Characteristics of general practice care: What do senior citizens value? A qualitative study
Department of General Practice, University Medical Centre Groningen, University of Groningen, Antonius Deusinglaan 1, 9713 AV Groningen, The Netherlands
BMC Geriatrics 2010, 10:80 doi:10.1186/1471-2318-10-80Published: 2 November 2010
In view of the increasing number of senior citizens in our society who are likely to consult their GP with age-related health problems, it is important to identify and understand the preferences of this group in relation to the non-medical attributes of GP care. The aim of this study is to improve our understanding about preferences of this group of patients in relation to non-medical attributes of primary health care. This may help to develop strategies to improve the quality of care that senior citizens receive from their GP.
Semi-structured interviews (N = 13) with senior citizens (65-91 years) in a judgement sample were recorded and transcribed verbatim. The analysis was conducted according to qualitative research methodology and the frame work method.

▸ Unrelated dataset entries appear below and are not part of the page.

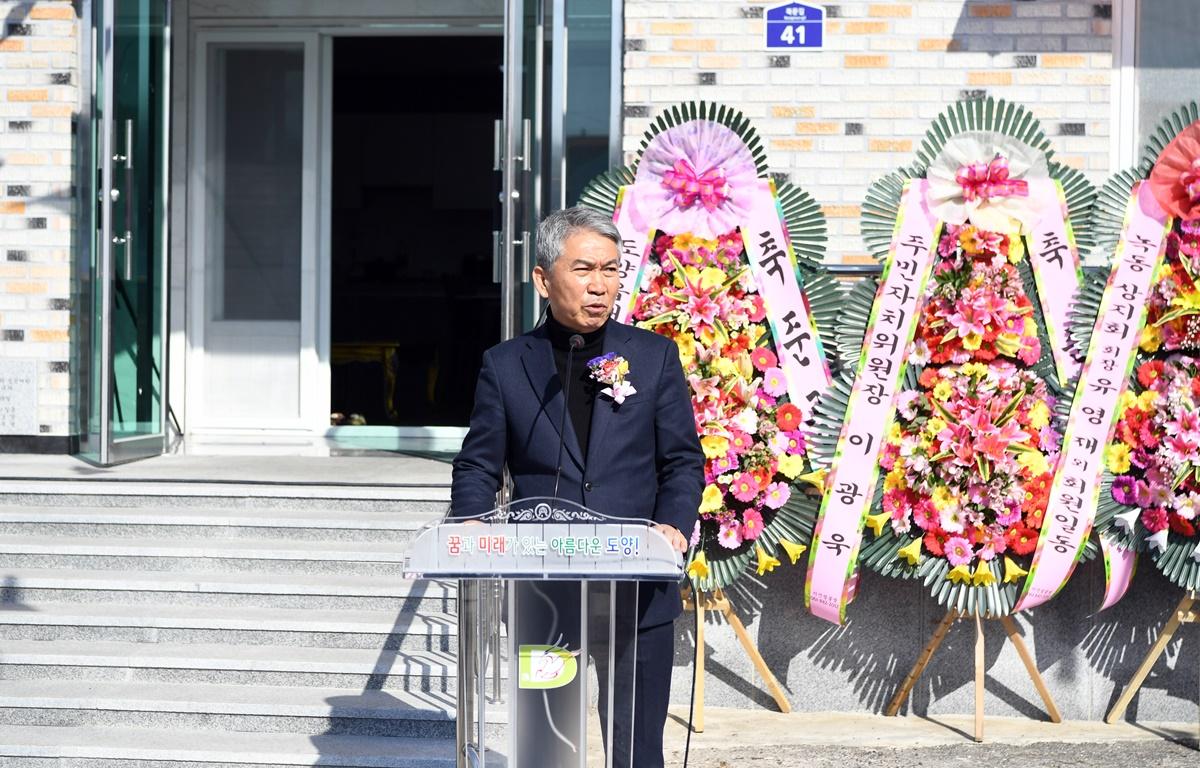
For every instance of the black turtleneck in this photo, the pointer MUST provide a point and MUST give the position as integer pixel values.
(582, 389)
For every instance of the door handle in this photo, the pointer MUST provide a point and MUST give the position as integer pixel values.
(525, 243)
(526, 143)
(496, 257)
(130, 198)
(497, 144)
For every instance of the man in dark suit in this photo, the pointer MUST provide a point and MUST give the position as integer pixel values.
(640, 457)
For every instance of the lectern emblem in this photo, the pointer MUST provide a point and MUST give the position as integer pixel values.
(546, 666)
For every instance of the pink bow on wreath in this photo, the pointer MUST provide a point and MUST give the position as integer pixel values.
(711, 187)
(1191, 181)
(984, 181)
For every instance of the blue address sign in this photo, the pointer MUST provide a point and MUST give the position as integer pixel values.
(795, 25)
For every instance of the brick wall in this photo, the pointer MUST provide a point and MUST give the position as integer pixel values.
(39, 96)
(833, 120)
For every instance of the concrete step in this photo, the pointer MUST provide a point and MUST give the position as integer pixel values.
(282, 493)
(235, 589)
(227, 708)
(250, 665)
(234, 627)
(28, 747)
(69, 495)
(157, 522)
(202, 556)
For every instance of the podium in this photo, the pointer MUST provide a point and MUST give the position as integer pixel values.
(545, 586)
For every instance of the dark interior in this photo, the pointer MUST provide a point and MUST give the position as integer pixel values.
(413, 208)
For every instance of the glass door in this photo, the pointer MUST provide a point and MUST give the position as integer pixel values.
(520, 155)
(561, 127)
(129, 408)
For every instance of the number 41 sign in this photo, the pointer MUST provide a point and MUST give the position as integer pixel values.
(795, 25)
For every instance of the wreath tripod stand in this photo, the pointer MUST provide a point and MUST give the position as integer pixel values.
(936, 640)
(1183, 613)
(699, 601)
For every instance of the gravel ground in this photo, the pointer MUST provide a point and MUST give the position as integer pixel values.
(1049, 755)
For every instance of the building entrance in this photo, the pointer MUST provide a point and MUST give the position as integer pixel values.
(413, 197)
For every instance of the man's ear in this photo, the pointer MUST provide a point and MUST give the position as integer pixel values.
(540, 282)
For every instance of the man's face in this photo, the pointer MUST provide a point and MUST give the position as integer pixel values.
(582, 285)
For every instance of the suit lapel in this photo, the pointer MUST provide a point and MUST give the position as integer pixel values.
(604, 412)
(539, 365)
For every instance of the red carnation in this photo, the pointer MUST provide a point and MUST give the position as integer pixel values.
(1021, 540)
(1150, 372)
(1182, 527)
(935, 541)
(789, 418)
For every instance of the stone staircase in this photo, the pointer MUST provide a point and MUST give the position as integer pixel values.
(169, 628)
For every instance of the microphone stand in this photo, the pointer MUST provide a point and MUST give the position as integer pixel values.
(573, 343)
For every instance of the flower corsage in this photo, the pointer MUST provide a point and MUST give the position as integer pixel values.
(610, 370)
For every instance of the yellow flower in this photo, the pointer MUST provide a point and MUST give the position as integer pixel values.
(1035, 461)
(687, 343)
(1116, 457)
(1188, 300)
(712, 277)
(960, 575)
(876, 522)
(726, 367)
(1013, 571)
(793, 550)
(911, 552)
(983, 576)
(1151, 339)
(1039, 414)
(1015, 249)
(766, 563)
(713, 499)
(970, 240)
(745, 366)
(1008, 345)
(714, 445)
(791, 466)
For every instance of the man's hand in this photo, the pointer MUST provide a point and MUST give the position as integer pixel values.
(678, 541)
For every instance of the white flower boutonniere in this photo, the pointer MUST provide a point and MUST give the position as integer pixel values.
(610, 370)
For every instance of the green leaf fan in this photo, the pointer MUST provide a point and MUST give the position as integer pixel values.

Continuity of care providers, i.e. GP and practice nurses, GPs' expertise, trust, free choice of GP and a kind open attitude were highly valued. Accessibility by phone did not meet the expectations of the interviewees. The interviewees had difficulties with the GP out-of-office hours services. Spontaneous home visits were appreciated by some, but rejected by others. They preferred to receive verbal information rather than collecting information from leaflets. Distance to the practice and continuity of caregiver seemed to conflict for respondents.
Preferences change in the process of ageing and growing health problems. GPs and their co-workers should be also aware of the changing needs of the elderly regarding non-medical attributes of GP care. Meeting their needs regarding non-medical attributes of primary health care is important to improve the quality of care.